I had no idea where to begin, so I read some online articles and blog posts about how to procure blurbs. The gist of my research was that you should compile a list of authors whose work you feel is similar to your own and contact them and just, you know, ask. You should aim high, I read, because nobody really cares about blurbs unless they recognize the author whose stamp of approval is being proffered. So I made a short list and painstakingly crafted letters that felt precariously close to fan mail. I explained to each author why I respected his or her work and why I felt my work had been influenced by that admiration. Then I described my book, noting its award, and offered to send a free copy if they were interested.
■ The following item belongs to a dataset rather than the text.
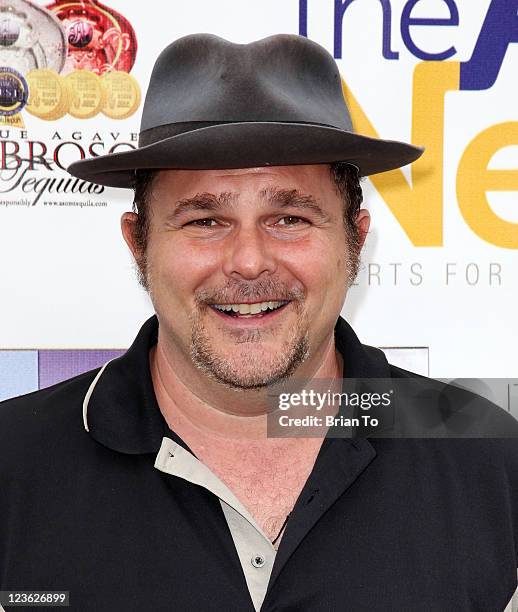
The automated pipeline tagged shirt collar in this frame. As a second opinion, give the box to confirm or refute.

I didn’t hear back from a single one.

I’m still a little embarrassed about it.

Later, I received an email from the Editor-in-chief at Autumn House, reminding me they were waiting on these blurbs and telling me, because he knew this was my first book, that usually, you just ask previous professors or well-established friends.

Oh!

I promptly asked my two fiction professors from UAF, whose work, I should point out, I do admire, whose names I’m more than proud to have on my book. Both are strong, honest people, ethical people, and I don’t believe either one of them would have agreed to blurb the book if they didn’t feel the book was any good. I know I can trust every word they said in their blurbs. It’s not that they would want to hurt my feelings, but I know they would be willing to rather than lying about the book.

But I don’t know that the same can be said of every author who has ever blurbed another author’s book. Part of that controversy I talked about last week deals with the issue of dishonestly promoting friends’ books. While I disagree with the idea that people should make public posts about how they dislike their friends’ books, I do agree that you shouldn’t claim to like something you don’t like. I also agree that people are probably doing just that—to be nice to their friends, or to maintain useful connections with the people in their network.

To be honest, this seems almost inevitable, since blurbs, as it turns out, are so often written by people who have some sort of personal connection to the author. If someone you know personally asks you for a blurb, it’s very, very difficult, I’m sure, to tell them you didn’t like their book and that you don’t feel comfortable blurbing it. That’s the right thing to do, of course, but it takes a very strong sort of person to stand up and do it.

Literature is subjective, of course, and it could be that the authors who blurbed the awful book I tried to read saw something in it that I just didn’t see. But I doubt it. It was that kind of bad that I think most discerning readers would recognize, and the truth is, I felt a little duped by all those authors with their shining, enthusiastic blurbs. Would I have bought the book without the blurbs? Maybe. Probably not, but maybe.

But it isn’t really the blurbers’ faults, even if they knowingly lied about the value of the book in their blurbs. The truth is, blurbs are just advertising tools. Just like I don’t believe the narrator in a toothpaste commercial who tells me using X brand of toothpaste will change my life, I shouldn’t put too much stock in blurbs.
 
Unless, of course, the blurb is by Nick Hornby. That guy’s never steered me wrong.